Chine. Une nouvelle loi sur l’« unité ethnique » vise à renforcer l’assimilation de groupes minoritaires
Chine. Une nouvelle loi sur l’« unité ethnique » vise à renforcer l’assimilation de groupes minoritaires
En réponse à l’entrée en vigueur de la nouvelle Loi relative à l’« unité ethnique » le 1er juillet, Sarah Brooks, directrice régionale adjointe à Amnesty International, a déclaré :
« Les autorités chinoises sont tenues, en vertu de leurs obligations relatives aux droits humains, de protéger les minorités et leurs cultures, mais cette loi prévoit le contraire. Au lieu de célébrer les différences, cela pousse des groupes ethniques tels que les Ouïghour·e·s, les Tibétain·e·s et les Mongol·e·s à adopter une identité nationale unique définie par l’État, qui est dominée par la culture chinoise han.
« Dans ce contexte, l’ »unité » n’est pas l’harmonie entre différentes communautés – il s’agit d’un alignement politique et idéologique avec le parti communiste chinois.
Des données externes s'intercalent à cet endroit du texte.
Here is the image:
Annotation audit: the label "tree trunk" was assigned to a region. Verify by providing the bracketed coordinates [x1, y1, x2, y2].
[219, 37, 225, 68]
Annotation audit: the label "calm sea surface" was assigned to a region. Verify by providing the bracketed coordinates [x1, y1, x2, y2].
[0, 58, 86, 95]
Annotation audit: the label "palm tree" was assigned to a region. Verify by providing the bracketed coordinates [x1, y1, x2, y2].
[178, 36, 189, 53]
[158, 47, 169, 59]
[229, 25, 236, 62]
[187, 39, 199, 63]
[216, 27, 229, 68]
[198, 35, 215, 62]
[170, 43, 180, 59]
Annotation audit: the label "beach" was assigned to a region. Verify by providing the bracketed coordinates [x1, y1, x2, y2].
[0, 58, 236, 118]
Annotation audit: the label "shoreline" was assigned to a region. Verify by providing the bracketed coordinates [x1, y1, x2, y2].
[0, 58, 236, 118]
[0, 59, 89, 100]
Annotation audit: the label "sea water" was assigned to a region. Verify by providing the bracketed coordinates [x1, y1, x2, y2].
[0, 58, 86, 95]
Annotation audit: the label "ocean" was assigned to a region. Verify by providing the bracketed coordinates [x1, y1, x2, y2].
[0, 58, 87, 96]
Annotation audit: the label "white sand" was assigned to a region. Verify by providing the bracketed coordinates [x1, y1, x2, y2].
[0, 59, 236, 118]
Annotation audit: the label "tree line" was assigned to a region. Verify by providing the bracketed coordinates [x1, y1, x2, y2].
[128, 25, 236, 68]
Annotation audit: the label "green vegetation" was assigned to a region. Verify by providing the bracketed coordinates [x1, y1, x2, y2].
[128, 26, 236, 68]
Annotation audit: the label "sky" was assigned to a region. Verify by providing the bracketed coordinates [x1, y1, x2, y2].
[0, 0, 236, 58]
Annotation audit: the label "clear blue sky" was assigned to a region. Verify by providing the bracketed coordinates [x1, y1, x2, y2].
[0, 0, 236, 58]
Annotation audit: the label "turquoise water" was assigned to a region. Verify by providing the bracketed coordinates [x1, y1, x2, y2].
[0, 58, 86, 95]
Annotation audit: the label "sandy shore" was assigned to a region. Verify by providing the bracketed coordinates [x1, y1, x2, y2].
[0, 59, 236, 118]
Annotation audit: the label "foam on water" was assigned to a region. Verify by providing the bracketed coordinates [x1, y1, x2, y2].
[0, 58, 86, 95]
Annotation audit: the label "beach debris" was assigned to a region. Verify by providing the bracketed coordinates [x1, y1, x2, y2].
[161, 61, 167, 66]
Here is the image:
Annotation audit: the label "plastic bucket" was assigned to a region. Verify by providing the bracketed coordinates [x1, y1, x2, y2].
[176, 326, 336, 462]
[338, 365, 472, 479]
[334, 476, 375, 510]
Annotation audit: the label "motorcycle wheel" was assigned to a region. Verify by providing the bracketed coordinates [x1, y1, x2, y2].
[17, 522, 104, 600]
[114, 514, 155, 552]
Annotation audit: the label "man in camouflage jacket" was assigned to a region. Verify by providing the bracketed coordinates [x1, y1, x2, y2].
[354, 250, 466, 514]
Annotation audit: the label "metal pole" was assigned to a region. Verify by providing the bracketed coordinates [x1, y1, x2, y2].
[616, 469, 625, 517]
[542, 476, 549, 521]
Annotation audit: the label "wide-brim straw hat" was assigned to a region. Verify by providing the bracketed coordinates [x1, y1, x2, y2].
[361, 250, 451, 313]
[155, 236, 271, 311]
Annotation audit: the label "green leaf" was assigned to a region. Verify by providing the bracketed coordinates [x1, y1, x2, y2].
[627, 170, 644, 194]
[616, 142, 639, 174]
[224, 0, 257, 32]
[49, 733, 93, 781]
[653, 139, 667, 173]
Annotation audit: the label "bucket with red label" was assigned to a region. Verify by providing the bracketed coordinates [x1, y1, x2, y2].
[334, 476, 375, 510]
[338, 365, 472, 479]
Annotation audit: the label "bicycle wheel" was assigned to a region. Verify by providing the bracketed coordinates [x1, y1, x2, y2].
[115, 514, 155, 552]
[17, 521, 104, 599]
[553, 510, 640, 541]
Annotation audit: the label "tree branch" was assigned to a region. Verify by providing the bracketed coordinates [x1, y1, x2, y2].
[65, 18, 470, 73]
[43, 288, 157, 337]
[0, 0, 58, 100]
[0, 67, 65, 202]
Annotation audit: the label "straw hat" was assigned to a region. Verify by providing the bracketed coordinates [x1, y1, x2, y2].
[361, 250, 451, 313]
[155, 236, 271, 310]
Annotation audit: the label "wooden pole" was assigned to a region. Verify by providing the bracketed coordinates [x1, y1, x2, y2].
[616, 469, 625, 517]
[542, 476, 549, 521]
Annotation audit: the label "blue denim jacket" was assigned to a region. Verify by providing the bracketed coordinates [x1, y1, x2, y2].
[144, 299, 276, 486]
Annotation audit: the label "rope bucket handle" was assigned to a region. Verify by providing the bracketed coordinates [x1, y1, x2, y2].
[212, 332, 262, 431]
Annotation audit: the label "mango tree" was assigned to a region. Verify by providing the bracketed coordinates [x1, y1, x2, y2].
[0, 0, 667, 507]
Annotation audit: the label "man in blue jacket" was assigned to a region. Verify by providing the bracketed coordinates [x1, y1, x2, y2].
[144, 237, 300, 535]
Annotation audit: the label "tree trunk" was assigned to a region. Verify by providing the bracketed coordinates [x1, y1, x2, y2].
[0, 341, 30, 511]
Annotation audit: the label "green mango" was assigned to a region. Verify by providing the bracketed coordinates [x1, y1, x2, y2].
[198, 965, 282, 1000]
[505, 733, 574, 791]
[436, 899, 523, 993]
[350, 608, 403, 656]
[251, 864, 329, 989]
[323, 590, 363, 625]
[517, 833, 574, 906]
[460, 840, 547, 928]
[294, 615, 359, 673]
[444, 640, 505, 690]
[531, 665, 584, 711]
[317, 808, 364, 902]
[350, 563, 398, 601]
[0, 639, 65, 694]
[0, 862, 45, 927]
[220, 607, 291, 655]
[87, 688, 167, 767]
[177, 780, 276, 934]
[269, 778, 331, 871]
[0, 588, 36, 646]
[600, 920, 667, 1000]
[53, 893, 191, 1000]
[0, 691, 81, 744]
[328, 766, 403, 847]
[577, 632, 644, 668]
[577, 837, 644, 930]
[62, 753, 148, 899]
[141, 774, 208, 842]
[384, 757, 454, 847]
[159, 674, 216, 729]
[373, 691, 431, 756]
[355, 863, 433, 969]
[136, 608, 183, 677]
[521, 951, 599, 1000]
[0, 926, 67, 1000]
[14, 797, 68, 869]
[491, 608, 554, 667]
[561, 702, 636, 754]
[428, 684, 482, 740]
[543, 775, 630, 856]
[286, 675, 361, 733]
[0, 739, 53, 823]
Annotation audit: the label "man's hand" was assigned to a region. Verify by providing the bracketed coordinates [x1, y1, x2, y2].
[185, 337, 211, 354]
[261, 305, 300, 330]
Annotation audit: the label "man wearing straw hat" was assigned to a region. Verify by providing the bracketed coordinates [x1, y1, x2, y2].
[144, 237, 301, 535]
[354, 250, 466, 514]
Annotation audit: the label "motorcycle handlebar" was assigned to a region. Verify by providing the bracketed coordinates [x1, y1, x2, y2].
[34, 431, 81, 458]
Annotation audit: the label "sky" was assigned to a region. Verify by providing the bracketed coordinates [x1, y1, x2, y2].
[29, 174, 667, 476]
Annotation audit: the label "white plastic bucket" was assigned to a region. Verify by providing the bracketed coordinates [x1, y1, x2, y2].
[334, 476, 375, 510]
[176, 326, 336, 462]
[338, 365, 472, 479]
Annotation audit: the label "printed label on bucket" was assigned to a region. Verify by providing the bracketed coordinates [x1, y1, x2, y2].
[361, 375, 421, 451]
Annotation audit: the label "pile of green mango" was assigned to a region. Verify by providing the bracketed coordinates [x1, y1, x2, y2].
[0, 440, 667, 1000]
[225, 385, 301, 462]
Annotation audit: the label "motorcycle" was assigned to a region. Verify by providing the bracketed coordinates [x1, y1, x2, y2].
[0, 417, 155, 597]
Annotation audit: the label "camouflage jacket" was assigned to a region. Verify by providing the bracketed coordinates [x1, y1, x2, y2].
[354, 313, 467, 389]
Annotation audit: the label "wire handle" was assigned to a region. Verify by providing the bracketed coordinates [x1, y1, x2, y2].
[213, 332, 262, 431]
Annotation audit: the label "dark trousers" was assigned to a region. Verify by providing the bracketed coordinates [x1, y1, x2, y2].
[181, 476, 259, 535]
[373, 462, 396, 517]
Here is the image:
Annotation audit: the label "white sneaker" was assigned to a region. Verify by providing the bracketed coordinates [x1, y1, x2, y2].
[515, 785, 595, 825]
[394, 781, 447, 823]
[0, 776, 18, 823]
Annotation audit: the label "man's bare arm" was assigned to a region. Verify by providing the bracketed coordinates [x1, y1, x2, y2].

Au lieu de protéger la diversité et l’égalité, cette loi exige la conformité.
« La volonté déclarée des autorités chinoises d’appliquer des éléments de cette loi au-delà des frontières chinoises est également profondément inquiétante. Cette loi risque de doter de fondations juridiques plus solides des pratiques existantes de répression transnationale. Des actions pacifiques de plaidoyer en faveur des droits des minorités en Chine, menées par qui que ce soit, où que ce soit, pourraient être caractérisées comme une atteinte à l’ »unité ethnique ».
« Parallèlement, des activités comportant déjà un risque considérable en Chine – telles que la promotion de langues minoritaires, la collecte d’informations sur les violations des droits humains ou des campagnes en faveur de la libération de personnes détenues en raison de l’expression de leur culture, de leurs opinions ou de leurs croyances – pourraient donner lieu à une répression accrue.
« Cette loi confère un cadre juridique national à des politiques ayant déjà gravement bafoué les droits des Ouïghour·e·s, des Tibétain·e·s et d’autres groupes ethniques non hans. Il est probable qu’elle continue de consacrer les politiques chinoises d’assimilation forcée. »
Complément d’information
La Loi chinoise relative à l’unité ethnique doit entrer en vigueur le 1er juillet 2026. Cette loi présente « l’unité ethnique » comme une condition préalable à d’ambitieux projets de la direction du Parti communiste chinois, notamment la promotion de la pensée de Xi Jinping et le « renouveau » d’une identité politique nationale commune.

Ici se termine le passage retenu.